Gaurav Chandak

Smokers are less likely to die of age related sickness

In this article, we will revisit the example from our Supervised Learning introduction where we needed to identify different fruits in a basket. Imagine being in an orchard, where you gather information about the fruits available. The information is presented in a table with the following attributes for each fruit:

Name of the fruit
Whether it is yellow or not
Whether it is long or not
Whether it is sweet or not

Here is a sample table showing the details about the fruits in the orchard:

Fruit	Yellow	Long	Sweet
Mango	true	false	true
Apple	false	false	false
Mango	false	false	true
Banana	true	true	false
...
Total	1000 rows

Now, given a fruit from the basket, your task is to determine if it is a mango, banana, or something else.

The core concept behind the Naive Bayes Classifier is that the attributes are considered to be conditionally independent. Even though it may not seem very practical, but being a simple algorithm this assumption is very effective.

To identify a fruit from the basket, let's say you pick up a fruit and observe that it is yellow, long, and not sweet. How can you utilize the provided table to determine the type of fruit? One way is to compute the probability of the fruit being a yellow, long and not sweet X (mango/banana/others) using Bayes’ Theorem as:

P(X, Y, L, S’) = P(Y, L, S’, X) = P(Y|L, S’, X) * P(L|S’, X) * P(S’|X) * P(X)

Here, P(Y|L, S’, X) means probability of color being yellow given that the fruit is long, not sweet and is X. P(L|S’, X), P(S’|X) have similar meanings.

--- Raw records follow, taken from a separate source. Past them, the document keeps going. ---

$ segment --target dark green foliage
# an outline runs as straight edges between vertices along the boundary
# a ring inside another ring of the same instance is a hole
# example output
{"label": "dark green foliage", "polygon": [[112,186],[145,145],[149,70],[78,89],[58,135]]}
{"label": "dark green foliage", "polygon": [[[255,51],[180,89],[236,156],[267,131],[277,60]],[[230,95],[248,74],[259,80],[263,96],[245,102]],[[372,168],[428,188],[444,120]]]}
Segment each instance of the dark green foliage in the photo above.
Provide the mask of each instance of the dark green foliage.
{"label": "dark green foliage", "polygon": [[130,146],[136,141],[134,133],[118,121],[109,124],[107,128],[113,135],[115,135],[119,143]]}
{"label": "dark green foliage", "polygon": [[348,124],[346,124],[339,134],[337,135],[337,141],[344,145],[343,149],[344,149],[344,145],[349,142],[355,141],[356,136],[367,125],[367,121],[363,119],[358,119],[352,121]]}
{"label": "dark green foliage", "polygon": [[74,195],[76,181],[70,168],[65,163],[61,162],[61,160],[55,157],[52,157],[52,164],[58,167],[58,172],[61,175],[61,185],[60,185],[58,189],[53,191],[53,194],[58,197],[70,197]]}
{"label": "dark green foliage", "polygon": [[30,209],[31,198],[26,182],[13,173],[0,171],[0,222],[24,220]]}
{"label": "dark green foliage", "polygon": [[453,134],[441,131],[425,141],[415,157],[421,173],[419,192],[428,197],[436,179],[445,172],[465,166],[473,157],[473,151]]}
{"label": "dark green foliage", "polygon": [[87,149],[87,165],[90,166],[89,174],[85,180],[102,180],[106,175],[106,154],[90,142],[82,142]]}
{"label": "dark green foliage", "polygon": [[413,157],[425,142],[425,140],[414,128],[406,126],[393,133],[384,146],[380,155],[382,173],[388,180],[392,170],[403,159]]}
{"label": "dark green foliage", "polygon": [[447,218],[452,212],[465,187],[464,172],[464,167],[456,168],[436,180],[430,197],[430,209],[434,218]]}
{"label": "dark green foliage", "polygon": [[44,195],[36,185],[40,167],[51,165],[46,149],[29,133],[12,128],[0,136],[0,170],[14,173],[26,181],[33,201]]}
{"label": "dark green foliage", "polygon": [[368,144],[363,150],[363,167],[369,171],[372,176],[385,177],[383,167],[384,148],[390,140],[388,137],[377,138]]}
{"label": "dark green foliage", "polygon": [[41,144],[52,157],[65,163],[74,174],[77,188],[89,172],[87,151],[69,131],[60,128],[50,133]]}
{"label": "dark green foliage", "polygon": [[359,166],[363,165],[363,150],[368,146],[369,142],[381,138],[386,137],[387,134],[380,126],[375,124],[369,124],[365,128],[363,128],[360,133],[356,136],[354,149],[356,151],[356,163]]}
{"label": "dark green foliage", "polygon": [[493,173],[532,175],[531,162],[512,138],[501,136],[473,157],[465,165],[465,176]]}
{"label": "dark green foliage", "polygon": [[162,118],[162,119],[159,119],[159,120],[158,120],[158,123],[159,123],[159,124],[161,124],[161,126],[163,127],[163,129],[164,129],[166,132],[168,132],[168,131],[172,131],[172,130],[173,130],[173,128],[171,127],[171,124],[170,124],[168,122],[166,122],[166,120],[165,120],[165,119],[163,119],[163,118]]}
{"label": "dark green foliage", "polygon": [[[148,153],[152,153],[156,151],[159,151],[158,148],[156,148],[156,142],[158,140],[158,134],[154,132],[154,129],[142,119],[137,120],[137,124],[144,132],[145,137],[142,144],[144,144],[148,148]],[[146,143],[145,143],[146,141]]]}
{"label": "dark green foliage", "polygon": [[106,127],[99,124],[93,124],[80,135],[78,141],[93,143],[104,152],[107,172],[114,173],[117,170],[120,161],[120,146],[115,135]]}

In the Naive Bayes Classifier, we assume that all attributes are conditionally independent, allowing us to simplify the equation as:

P(X, Y, L, S’) = P(Y|X) * P(L|X) * P(S’|X) * P(X)

Here,

P(X): Probability of the fruit being X
P(Y|X): Probability of the color being yellow given the fruit is X
P(L|X): Probability of the length being long given the fruit is X
P(S'|X): Probability of the sweetness type being (not sweet) given the fruit is X

The difference between both the equations is that we are assuming that P(Y|L, S’, X) = P(Y|X) since all attributes are independent. We are doing the same for other components in the equation.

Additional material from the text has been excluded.